Yup. Any day now, they’ll be coming to my door to collect my violin card.

But it’s ok, I’m still card worthy. Because I do still know that when your g-string is too tight, maybe you need some dope.

And if that sentence didn’t make you think about friction and lubrication, well, my friend, that is why you don’t have a violin card.

3/14/2008

Now I can die a happy blogger

Last Saturday, I met a rockstar. And y’all. I totally geeked out. Geeked. Out. I mean, 11-yr-old girl meets Hannah Montana geeked out.

And just in case you don't believe me, let me give you a brief rundown of my shining moment:

I’m pretty sure I called her a ROCKSTAR at least five times, spoke something like 10,000 words a minute (every other one being “inspiration!!” “nervous!” or “excited!!!”), proceeded to share half my life story, and then somehow got a perfect stranger to take our picture. And in the meantime, almost completely ignored her husband and totally forgot to introduce my friend because I just could not get over the fact that I WAS TALKING TO HEATHER B. ARMSTRONG.

But here’s the thing.
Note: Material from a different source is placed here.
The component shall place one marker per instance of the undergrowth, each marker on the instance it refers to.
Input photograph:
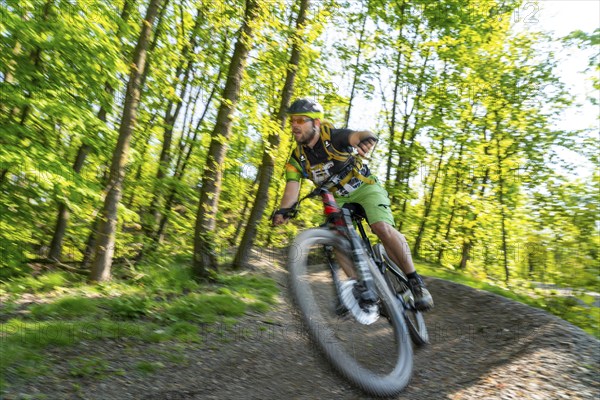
(577, 308)
(154, 302)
During this entire effusive spectacle, Heather B. Armstrong never looked at me like I had three heads and a purple eye. Nor did she back away slowly while dialing 9-1-1. Instead, she complimented my rabbit fur-collared coat, sang a little Mormon pop and casually mentioned to me that she was an English major- as if I haven’t, you know, read every single one of the posts on dooce.com and also happen to know all about the Avon World Sales Leader and that a “crayon” is a “crown” and not a “cran.” Because the truth, my friends, is that Heather B. Armstrong, winner of four 2008 Bloggies and the one whose writing lit a fierce fire under my violin-scarred typing fingers, really is just as genuine as her writing is.
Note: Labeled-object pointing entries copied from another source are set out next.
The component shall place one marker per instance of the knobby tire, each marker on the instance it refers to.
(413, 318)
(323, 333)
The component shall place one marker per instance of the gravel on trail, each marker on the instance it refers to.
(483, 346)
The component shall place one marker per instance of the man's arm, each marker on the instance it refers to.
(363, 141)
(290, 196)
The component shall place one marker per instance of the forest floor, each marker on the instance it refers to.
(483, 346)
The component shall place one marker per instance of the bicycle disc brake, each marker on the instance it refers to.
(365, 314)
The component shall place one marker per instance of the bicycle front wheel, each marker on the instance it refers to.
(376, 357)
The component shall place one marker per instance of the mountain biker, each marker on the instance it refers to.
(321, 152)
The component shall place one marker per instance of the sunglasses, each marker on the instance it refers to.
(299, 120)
I finally know why it was meant for me to leave the birthplace of Neiman Marcus and move to the city that loves to suck all the fun out of good, clean materialism. I used to think that it was so that I could learn how to spend 36 hours writing 3 taglines only to watch my prof. look at them for half a second before crossing them out one by one. But now I know that it was so that I could be in Austin at the Halcyon Coffee Shop on Saturday, March 8th in my rabbit fur-collared coat TO MEET HEATHER B. ARMSTRONG.